To the sceptical layman, there seems to be a straightforward answer—analysts are paid to encourage clients to buy stocks, simply because the universe of potential buyers is always larger than the universe of potential sellers. Malmendier and Shanthikumar, not being so cynical, consider two alternative explanations: One, analysts pick favourite stocks and are genuinely overoptimistic; and two, analysts distort recommendations to maximize commissions and underwriting business, particularly if affiliated with an underwriter.
The researchers found analyst reports had very different impacts on small investors, on the one hand, and large institutional investors, on the other. Small investors were seen to react to simple “buy” or “sell,” often ignoring the subtext in a “hold” recommendation, which may actually be a euphemism for “sell.”

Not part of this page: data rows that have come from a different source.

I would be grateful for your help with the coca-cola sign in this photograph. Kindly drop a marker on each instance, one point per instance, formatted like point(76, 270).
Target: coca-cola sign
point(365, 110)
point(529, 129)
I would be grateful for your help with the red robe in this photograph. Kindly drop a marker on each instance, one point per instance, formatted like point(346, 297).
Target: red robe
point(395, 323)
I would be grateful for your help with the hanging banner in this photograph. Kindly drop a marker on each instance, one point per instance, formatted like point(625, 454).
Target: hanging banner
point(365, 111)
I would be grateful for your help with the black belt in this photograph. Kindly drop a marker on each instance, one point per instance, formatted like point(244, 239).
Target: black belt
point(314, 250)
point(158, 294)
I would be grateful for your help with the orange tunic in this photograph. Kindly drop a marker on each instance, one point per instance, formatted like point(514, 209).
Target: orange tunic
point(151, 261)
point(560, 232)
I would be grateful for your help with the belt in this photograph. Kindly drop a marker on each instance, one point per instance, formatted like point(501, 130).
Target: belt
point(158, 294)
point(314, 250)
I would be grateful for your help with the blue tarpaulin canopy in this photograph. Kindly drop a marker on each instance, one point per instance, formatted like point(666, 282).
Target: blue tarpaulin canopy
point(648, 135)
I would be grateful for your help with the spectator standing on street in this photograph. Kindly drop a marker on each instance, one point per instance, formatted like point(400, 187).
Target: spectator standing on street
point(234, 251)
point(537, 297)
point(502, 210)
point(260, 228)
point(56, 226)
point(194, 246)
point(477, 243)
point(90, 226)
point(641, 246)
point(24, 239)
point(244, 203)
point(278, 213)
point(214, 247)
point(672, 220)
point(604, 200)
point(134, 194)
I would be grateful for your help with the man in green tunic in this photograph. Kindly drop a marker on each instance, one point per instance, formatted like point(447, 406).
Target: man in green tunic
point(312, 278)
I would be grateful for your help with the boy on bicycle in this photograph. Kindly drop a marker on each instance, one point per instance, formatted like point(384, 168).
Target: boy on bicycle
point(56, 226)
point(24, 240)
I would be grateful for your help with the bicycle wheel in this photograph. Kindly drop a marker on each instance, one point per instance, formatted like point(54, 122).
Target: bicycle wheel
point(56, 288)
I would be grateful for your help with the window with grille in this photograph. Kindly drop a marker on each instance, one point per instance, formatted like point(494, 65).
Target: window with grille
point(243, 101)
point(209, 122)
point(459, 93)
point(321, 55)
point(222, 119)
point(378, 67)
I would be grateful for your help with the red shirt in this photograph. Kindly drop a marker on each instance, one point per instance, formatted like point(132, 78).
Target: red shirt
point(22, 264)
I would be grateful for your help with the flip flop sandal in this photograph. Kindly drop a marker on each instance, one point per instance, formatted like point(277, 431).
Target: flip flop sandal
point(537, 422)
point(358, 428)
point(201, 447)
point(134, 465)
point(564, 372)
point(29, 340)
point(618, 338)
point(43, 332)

The more sophisticated institutional investors were, however, clearly able to act on such recommendations. That is why, said the researchers, “analysts can speak in two tongues, targeting the more sophisticated investors with the earnings forecasts, and the less sophisticated ones with the recommendations.” The two argue that genuinely overoptimistic analysts will issue both the most optimistic recommendations as well as the most optimistic forecasts. Analysts, however, know that while individual investors will blindly act, institutional investors will be more analytical.
Here’s what Malmendier and Shantikumar conclude: “while affiliated recommendations are significantly more positive than unaffiliated recommendations, affiliated forecasts are significantly more negative than unaffiliated forecasts. Affiliated recommendations are also significantly more likely to be above the consensus than unaffiliated recommendations, while the distribution of affiliated and unaffiliated earnings forecast above and below the consensus is not significantly different. These differences between recommendations and forecasts of affiliated and unaffiliated analysts are consistent with strategic distortion, but not with (mere) overestimation.”

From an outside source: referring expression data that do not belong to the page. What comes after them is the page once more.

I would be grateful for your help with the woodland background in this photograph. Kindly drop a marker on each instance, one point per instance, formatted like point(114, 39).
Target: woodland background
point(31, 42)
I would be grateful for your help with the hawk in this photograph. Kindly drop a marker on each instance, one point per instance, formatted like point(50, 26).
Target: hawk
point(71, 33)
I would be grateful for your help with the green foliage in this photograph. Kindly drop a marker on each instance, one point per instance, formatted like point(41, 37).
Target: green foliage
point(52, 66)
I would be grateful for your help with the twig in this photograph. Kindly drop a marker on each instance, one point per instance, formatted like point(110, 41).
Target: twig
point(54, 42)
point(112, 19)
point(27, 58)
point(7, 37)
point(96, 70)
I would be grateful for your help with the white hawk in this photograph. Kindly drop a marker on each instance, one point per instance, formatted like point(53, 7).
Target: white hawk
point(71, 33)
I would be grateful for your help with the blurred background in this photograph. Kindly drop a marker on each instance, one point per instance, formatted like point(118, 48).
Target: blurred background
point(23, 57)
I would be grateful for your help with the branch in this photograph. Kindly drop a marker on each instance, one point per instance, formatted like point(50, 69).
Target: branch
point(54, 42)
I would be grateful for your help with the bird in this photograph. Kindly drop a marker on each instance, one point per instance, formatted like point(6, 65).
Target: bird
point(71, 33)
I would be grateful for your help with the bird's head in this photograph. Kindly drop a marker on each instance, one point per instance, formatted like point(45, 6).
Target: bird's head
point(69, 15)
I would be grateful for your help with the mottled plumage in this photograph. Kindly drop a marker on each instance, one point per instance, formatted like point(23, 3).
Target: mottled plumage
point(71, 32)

To cut a long story short, researchers found plenty of bias in analysts affiliated with investment bankers. That’s hardly surprising, particularly in the wake of the revelations about how analysts conned their clients during the dot-com boom, knowing fully well their recommendations were worthless.

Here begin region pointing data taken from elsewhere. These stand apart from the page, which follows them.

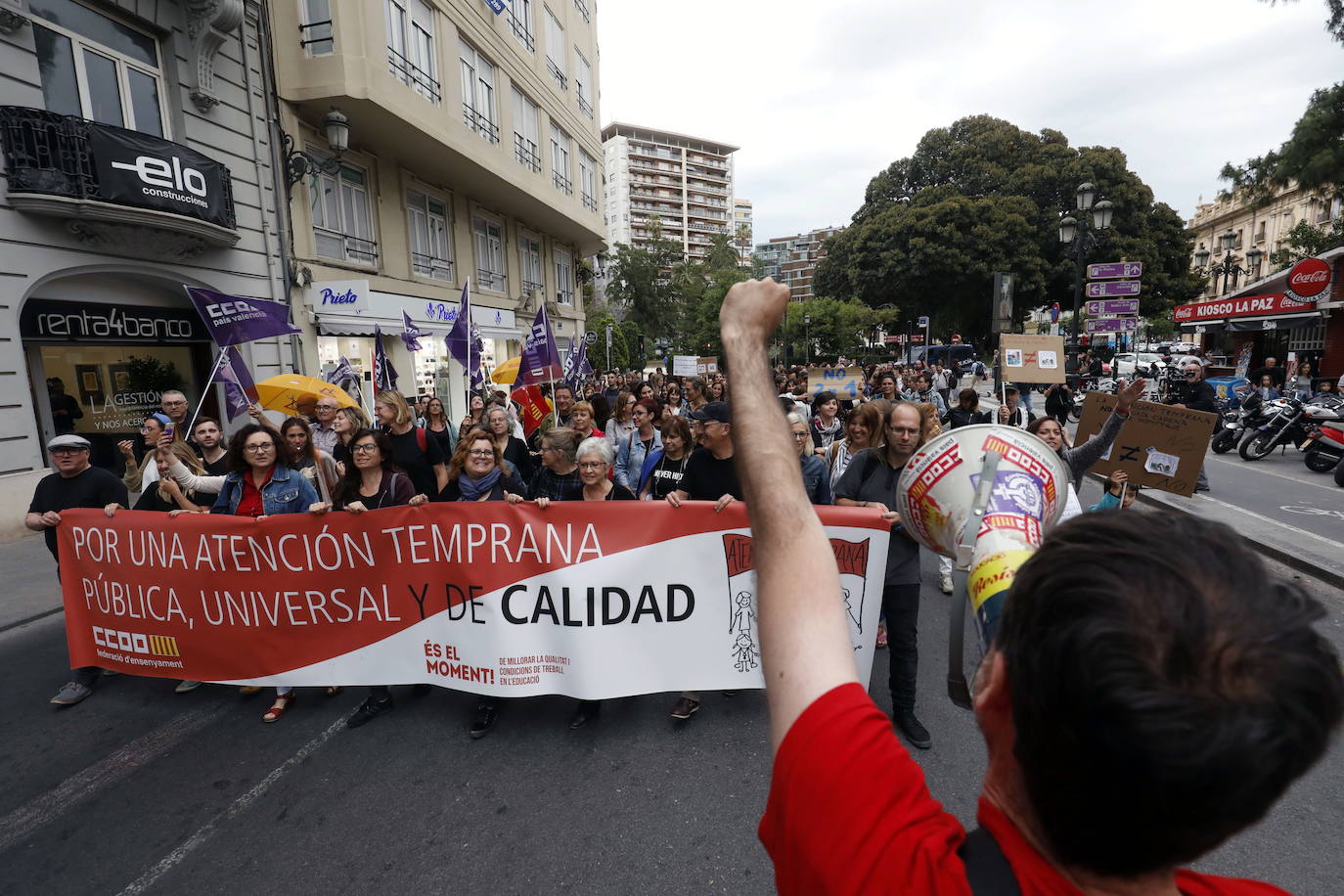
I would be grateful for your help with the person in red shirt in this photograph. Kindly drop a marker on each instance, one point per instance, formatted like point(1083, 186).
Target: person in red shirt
point(1149, 694)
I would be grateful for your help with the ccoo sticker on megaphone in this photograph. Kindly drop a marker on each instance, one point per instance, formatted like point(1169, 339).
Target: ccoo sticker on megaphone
point(1021, 499)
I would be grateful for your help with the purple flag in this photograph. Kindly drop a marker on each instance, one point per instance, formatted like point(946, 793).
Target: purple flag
point(384, 375)
point(541, 359)
point(341, 373)
point(410, 334)
point(232, 320)
point(240, 388)
point(464, 340)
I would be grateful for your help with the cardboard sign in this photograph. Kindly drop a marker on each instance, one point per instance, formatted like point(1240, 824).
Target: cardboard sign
point(1031, 359)
point(847, 383)
point(1160, 446)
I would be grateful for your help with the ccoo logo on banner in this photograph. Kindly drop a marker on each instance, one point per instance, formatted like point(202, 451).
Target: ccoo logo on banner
point(148, 172)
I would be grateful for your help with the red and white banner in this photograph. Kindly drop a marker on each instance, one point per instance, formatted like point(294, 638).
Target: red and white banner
point(588, 600)
point(1243, 306)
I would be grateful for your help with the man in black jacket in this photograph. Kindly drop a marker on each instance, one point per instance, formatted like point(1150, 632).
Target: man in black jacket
point(1197, 395)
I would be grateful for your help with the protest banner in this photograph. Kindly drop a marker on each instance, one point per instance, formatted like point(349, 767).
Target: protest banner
point(1031, 359)
point(1160, 446)
point(847, 383)
point(592, 601)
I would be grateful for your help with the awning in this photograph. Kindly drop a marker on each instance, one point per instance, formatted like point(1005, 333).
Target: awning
point(1254, 324)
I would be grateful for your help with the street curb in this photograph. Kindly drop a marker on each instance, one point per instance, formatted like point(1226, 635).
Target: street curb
point(1286, 558)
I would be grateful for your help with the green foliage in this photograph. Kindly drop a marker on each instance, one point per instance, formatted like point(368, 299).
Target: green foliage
point(1304, 241)
point(597, 351)
point(152, 375)
point(981, 197)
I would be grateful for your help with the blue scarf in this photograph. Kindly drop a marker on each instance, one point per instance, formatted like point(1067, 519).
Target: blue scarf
point(473, 489)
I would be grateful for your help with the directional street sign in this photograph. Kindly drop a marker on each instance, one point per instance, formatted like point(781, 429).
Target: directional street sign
point(1110, 270)
point(1116, 288)
point(1113, 326)
point(1109, 306)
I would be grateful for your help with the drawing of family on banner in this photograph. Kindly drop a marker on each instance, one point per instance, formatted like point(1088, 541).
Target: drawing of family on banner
point(596, 602)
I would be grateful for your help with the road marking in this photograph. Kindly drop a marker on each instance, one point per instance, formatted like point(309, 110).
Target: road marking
point(1260, 469)
point(40, 810)
point(236, 809)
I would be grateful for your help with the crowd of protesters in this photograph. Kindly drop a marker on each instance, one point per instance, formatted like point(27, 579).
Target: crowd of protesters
point(620, 437)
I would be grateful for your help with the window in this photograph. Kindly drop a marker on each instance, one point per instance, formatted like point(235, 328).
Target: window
point(410, 46)
point(556, 50)
point(489, 252)
point(520, 21)
point(527, 140)
point(560, 160)
point(563, 277)
point(478, 93)
point(426, 220)
point(584, 82)
point(315, 27)
point(588, 180)
point(343, 226)
point(97, 67)
point(530, 259)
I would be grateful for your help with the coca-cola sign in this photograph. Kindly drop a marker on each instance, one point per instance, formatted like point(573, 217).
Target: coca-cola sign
point(1309, 278)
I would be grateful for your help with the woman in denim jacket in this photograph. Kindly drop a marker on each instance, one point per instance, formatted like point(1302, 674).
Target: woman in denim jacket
point(258, 485)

Perhaps a more charitable explanation is that analysts are merely scrambling to keep up with the market. How many of them were able to forecast the subprime crisis, the dot-com boom or the runaway boom in emerging markets? And even the International Monetary Fund has had to frequently revise its forecasts. Maybe this is what John Maynard Keynes meant when he wrote, “a ‘sound’ banker, alas, is not one who foresees danger and avoids it, but one who, when he is ruined, is ruined in a conventional and orthodox way along with his fellows, so that no one can really blame him.”
Another NBER paper by Narasimhan Jegadeesh and Woojin Kim, titled Do Analysts Herd? An Analysis of Recommendations and Market Reactions, says that recommendation revisions are “partly driven by analysts’ desire to herd with the crowd.” They found stronger herding instincts for downgrade, which suggests analysts are more reluctant to stand out when they convey negative information.
Not all studies are negative. Jason L. Hall and Paul B. Tacon of the University of Queensland Business School say, “The accuracy of analysts’ earnings forecasts has been studied extensively, across multiple, international jurisdictions. Analysts possess differential ability to forecast company earnings, and this effect persists over time. Also, empirical evidence suggests that analysts possess differential ability to forecast target prices.”
So, should we consider which analysts have the best track records and follow their recommendations? Alas, it’s not that easy. The researchers find “Comparing analysts ranked in the top third on forecast accuracy in a prior period to those ranked in the bottom third, the accurate analysts have only 5% lower forecast error than inaccurate analysts in a subsequent year.”
And in these euphoric times, investors would do well to remember this conclusion: “There is evidence of a pre-disposition amongst all analysts to recommend glamour stocks with positive price momentum.”